Leadership Fort Collins, The Growing Project, The Murphy Center, City of Fort Collins Natural Areas Department
Neighborhood Tree Canopy Project#
Fort Collins has cultivated an extensive urban forest due to over a century of forward-thinking planters and stewards, and has received an annual Tree City USA award for nearly four decades. While many neighborhoods throughout the City have significant tree canopy cover provided by front yard, backyard, and street trees, areas of opportunity remain. Several of these opportunities are located in areas containing mixed housing types, newer development or re-development, and recently annexed properties. As Fort Collins continues growing, effectively maintaining and expanding tree canopy cover is a citywide goal prioritized in the City Plan, Nature in the City Strategic Plan, and Climate Action Plan.
Neighborhood Tree Canopy Projects incentivize the planting of new front yard deciduous shade trees. The trees are free to selected residents upon completion of an application and competitive evaluation process. South and west facing front yards receive priority. Planting day each year coincides with United Way of Larimer County Make a Difference Day and Arbor Day Foundation Neighborwoods Month.
City staff and local volunteers planted 29 deciduous shade trees in the Avery Park Neighborhood (Taft Hill Road and Prospect Road) in 2015 and 31 trees in the Greenbriar Park Neighborhood (Willox Lane and Lemay Avenue) in 2016.
What are the benefits of the project?
Front yard trees contribute to the range of benefits provided by a healthy urban forest, including:
- Wildlife Habitat: Trees provide food and cover for local wildlife including songbirds, butterflies, and other pollinators.
- Energy Savings: Strategically planted trees can shade buildings from the summer sun to reduce cooling costs and slow winter winds to reduce winter heating costs.
- Neighborhood Vitality: Trees offer beauty, shade, and an aesthetic that contributes to creating a more walkable and enjoyable neighborhood and city.
- Carbon Offsets: Throughout their lives, trees capture and store significant amounts of carbon, an element of many greenhouse gases, into their roots, trunks, and leaves.

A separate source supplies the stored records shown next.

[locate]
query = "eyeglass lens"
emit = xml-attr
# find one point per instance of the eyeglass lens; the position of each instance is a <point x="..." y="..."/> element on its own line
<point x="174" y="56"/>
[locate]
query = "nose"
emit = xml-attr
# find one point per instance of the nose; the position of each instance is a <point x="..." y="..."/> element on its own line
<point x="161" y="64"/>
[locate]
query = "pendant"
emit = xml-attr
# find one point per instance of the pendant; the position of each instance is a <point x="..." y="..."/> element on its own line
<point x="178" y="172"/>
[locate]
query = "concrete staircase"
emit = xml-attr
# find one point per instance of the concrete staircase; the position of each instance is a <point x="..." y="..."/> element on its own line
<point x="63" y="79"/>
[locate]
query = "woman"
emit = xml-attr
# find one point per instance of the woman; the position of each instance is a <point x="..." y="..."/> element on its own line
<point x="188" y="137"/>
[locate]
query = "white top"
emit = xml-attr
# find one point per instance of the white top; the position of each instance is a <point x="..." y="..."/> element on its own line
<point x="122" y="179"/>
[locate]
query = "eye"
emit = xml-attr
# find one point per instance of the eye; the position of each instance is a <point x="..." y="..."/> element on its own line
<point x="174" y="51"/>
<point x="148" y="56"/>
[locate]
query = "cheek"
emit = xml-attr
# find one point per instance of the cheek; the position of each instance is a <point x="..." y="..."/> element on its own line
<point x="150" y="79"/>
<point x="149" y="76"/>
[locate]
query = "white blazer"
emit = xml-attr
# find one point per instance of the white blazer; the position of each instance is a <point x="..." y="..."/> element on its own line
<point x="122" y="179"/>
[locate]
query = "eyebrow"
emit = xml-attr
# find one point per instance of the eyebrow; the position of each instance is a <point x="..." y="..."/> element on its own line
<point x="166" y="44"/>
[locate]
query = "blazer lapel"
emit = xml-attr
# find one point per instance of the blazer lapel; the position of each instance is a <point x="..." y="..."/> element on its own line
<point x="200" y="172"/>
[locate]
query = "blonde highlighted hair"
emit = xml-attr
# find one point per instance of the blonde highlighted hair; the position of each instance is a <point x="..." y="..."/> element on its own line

- Air Quality: Trees are natural air filters capturing impurities from the environment like chemicals from vehicle exhaust and gases contributing to warmer temperatures.
- Loss Mitigation: Proactive planting supports efforts to soften impacts associated with anticipated tree deaths caused by the emerald ash tree borer pest.
What is planted?
Free front yard tree recipients can choose from the following six species:
- Honey locust (Gleditsia triacanthos)
- Hackberry (Celtis occidentalis)
- Bur oak (Quercus macrocarpa)
- Catalpa (Catalpa speciosa)
- Kentucky coffee tree (Gymnocladus dioicus)
- Linden (Tilia cordata or Tilia americana)
Who is involved?
Local residents and volunteers in addition to staff from several City of Fort Collins Departments including: Community, Development, and Neighborhood Services; Forestry; Natural Areas; Social Sustainability; Environmental Services.
City staff aims to plant at least 30 deciduous shade trees in front yards in the Spring Park Neighborhood (College Avenue and Stuart Street) in 2017. In 2018, Nature in the City staff will explore options to further incentivize tree canopy cover on private property citywide.